Don't get me wrong; I mean, I am never happier than alone with a new skein of yarn, a hot cup of coffee, and a private plan. But still -- some days, the harder days, there's nothing like a team to get you through.
Anyway, by the end of August, I was beat. We hightailed it to the beach for a vacation planned months before we knew what a busy month it would be. I was extremely anxious about leaving at such a busy time. Turns out, it was just what I needed. I am the type of person who can lay on the beach from noon until night and not get bored.
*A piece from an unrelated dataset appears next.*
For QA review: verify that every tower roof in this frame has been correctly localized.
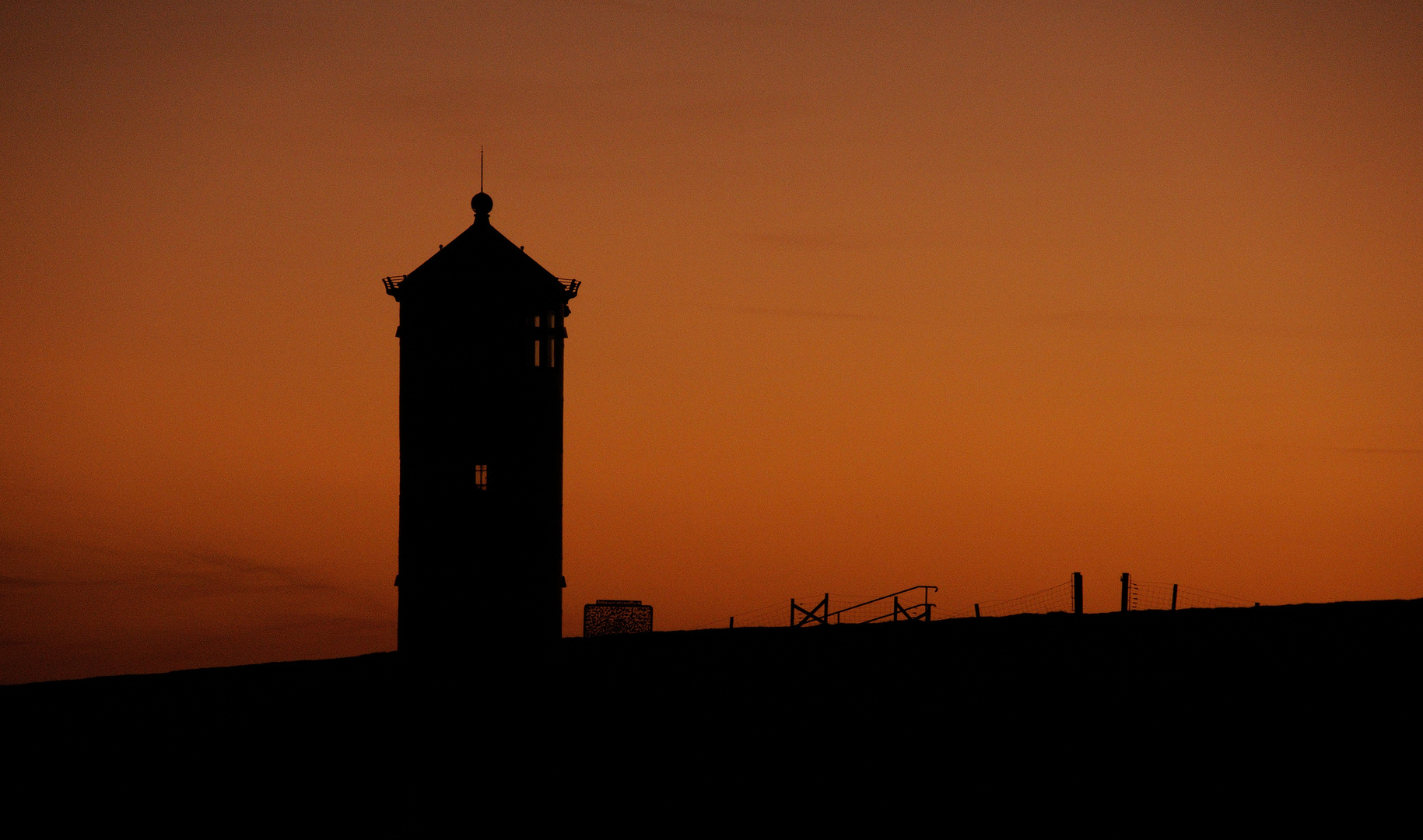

We stayed at our friend Susan's darling beach house, and it was so lovely to be there surrounded by Susan's sweet touches (she is an interior designer, to boot) as opposed to staying in a hotel or an anonymous rental. I felt myself finally deflate. The dog was so tired every night she lay contentedly flat on the linoleum floor and barely lifted her head until morning. Andy worked on a paint-by-number of whales breaching and got tan and happy. I read mysteries about Italian cops and closed my eyes in the sun. It was so great to get a break I can't even tell you. I think I need to work more beach into my regular life.